Excess material in the syringe was transferred into a test tube and centrifuged at 3000 rpm for 10 min, discard the supernatant, and the sediment was mixed with ethyl alcohol (2–3 ml), mixed the content and filtered and added 10% formalin (4–5 ml), filtered again and taken sediment for a routine processing. The pellet obtained thereby was transferred into an absorbent paper, placed in the tissue cassettes and fixed in 10% formalin for 24 h. Routine processing and embedding in paraffin wax were done.
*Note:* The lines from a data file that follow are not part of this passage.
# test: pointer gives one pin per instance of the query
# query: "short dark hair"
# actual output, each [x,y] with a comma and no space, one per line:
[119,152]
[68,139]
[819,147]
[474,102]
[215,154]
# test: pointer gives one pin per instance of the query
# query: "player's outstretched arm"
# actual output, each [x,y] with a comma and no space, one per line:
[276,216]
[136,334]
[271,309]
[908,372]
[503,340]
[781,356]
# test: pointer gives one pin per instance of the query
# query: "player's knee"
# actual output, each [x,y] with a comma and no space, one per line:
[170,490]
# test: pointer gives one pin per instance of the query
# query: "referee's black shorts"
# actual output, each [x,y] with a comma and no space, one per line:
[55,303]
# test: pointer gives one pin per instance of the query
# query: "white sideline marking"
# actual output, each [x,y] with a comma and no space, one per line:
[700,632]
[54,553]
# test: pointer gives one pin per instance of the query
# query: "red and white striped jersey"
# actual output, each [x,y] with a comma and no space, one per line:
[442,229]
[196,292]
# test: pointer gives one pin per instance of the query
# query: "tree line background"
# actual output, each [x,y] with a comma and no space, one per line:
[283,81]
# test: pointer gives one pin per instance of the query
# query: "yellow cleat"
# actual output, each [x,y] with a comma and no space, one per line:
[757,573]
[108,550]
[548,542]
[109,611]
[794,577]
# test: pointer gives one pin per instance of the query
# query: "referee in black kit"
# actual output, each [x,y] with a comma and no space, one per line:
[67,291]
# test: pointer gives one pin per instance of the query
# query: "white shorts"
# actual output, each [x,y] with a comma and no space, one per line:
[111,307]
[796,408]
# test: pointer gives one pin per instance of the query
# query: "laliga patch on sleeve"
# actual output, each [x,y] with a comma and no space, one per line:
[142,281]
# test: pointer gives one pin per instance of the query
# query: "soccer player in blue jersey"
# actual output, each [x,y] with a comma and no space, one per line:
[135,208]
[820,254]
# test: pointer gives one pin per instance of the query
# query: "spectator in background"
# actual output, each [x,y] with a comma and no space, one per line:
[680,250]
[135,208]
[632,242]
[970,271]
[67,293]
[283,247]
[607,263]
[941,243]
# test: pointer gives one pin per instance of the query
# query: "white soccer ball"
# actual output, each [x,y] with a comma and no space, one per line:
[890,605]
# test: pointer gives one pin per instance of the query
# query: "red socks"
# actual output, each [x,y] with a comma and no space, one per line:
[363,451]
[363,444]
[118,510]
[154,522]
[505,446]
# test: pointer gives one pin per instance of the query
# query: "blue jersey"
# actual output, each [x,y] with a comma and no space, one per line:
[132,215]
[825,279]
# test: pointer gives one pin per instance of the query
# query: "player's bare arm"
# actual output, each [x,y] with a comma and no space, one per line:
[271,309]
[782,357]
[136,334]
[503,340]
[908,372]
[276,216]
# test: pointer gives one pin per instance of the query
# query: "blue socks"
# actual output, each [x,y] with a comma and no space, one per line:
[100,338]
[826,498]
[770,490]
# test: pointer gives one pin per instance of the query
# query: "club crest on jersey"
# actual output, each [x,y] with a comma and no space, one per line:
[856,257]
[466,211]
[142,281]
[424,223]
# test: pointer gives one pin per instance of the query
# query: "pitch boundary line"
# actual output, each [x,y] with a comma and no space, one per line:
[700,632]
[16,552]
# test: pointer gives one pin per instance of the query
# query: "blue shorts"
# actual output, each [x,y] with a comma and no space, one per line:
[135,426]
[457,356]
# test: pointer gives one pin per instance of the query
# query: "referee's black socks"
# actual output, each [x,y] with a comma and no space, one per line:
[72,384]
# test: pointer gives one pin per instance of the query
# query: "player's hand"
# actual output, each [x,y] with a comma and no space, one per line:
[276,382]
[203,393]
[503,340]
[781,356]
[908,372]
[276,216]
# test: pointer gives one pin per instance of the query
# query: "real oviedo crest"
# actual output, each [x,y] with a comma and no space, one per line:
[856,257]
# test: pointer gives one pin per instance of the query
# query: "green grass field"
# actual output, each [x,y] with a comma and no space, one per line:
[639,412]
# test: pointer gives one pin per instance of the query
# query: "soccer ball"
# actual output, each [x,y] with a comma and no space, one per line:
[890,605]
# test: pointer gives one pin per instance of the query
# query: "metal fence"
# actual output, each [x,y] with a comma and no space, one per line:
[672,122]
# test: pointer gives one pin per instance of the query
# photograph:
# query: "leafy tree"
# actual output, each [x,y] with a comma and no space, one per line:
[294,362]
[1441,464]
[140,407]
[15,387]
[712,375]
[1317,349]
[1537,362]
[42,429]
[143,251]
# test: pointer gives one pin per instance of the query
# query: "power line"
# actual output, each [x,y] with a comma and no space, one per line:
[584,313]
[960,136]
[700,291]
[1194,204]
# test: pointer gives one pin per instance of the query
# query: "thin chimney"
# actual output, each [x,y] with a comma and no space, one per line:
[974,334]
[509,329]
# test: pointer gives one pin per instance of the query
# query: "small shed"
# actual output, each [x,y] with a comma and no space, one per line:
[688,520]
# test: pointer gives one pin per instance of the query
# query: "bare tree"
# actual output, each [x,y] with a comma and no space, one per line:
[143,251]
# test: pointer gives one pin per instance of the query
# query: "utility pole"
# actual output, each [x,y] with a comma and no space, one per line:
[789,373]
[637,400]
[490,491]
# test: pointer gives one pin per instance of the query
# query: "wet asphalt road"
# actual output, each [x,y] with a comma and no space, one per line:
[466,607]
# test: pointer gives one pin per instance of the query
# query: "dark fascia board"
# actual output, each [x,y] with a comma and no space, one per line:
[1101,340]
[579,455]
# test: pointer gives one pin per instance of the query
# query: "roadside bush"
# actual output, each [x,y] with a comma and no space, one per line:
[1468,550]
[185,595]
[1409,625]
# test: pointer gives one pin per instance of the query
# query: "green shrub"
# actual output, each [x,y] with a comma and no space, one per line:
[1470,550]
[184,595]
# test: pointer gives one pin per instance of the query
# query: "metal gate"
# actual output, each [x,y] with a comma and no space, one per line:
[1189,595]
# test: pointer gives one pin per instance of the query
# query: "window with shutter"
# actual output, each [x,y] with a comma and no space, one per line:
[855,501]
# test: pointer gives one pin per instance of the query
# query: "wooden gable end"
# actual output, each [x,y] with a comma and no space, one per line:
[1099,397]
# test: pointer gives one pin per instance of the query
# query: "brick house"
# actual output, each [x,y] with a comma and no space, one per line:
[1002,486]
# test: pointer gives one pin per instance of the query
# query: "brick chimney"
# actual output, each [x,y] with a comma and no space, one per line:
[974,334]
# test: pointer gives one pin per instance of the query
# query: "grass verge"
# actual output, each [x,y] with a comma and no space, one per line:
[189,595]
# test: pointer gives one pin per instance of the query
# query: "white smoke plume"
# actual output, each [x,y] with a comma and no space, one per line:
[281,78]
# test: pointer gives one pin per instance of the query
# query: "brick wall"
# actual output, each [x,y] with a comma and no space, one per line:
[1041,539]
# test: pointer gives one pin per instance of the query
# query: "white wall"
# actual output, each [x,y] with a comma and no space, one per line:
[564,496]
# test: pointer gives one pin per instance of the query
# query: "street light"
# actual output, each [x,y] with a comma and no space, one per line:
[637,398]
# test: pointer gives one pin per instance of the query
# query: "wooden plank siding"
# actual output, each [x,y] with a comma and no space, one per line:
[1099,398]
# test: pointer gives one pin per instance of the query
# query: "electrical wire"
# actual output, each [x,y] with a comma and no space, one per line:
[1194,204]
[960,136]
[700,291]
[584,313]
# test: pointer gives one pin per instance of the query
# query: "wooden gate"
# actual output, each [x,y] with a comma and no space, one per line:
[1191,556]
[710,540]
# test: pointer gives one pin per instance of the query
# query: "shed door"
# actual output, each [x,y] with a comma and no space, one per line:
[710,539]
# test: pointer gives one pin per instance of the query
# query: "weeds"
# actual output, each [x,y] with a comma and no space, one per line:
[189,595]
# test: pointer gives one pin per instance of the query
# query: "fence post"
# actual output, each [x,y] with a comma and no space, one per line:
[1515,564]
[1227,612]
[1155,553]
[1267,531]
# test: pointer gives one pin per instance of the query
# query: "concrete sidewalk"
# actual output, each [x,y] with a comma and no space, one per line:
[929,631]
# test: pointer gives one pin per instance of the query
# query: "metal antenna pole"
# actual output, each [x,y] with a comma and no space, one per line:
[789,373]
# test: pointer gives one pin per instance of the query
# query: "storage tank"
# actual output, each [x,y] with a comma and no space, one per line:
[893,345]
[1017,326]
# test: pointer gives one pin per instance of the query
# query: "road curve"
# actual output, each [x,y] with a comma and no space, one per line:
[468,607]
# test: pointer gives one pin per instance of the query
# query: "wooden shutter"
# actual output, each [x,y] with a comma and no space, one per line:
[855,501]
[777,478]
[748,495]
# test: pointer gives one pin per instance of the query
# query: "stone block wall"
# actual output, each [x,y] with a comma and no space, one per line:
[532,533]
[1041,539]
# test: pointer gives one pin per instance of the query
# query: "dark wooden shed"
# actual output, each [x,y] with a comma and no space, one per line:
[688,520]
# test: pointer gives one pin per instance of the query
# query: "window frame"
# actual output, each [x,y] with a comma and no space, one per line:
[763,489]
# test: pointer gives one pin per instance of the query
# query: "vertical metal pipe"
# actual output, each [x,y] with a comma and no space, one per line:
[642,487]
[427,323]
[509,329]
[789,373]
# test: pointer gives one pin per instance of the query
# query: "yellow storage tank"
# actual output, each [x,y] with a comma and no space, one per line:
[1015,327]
Three-micrometer-thick sections were cut and stained with hematoxylin and eosin. Stained sections were analyzed under a light microscopy. After biopsy, biopsied samples were taken for the routine processing. Three-micrometer thick sections were cut and stained with hematoxylin and eosin. Stained sections were analyzed under the light microscopy.


   Results Top


The present study consists of 17 clinically diagnosed odontogenic cystic lesions and ameloblastoma; CBs were prepared from these lesions and compared with cytology and histopathology. Among these 17 cases, there were 7 cases of odontogenic cysts, 3 cases of dentigerous cysts, 3 cases of radicular cysts and 4 cases of ameloblastoma of the jaw region were diagnosed clinically and histopathologically. Out of 17 cases, 7 were females and 10 were males with the age group of 10–60 years were considered and tabulated [Table 1].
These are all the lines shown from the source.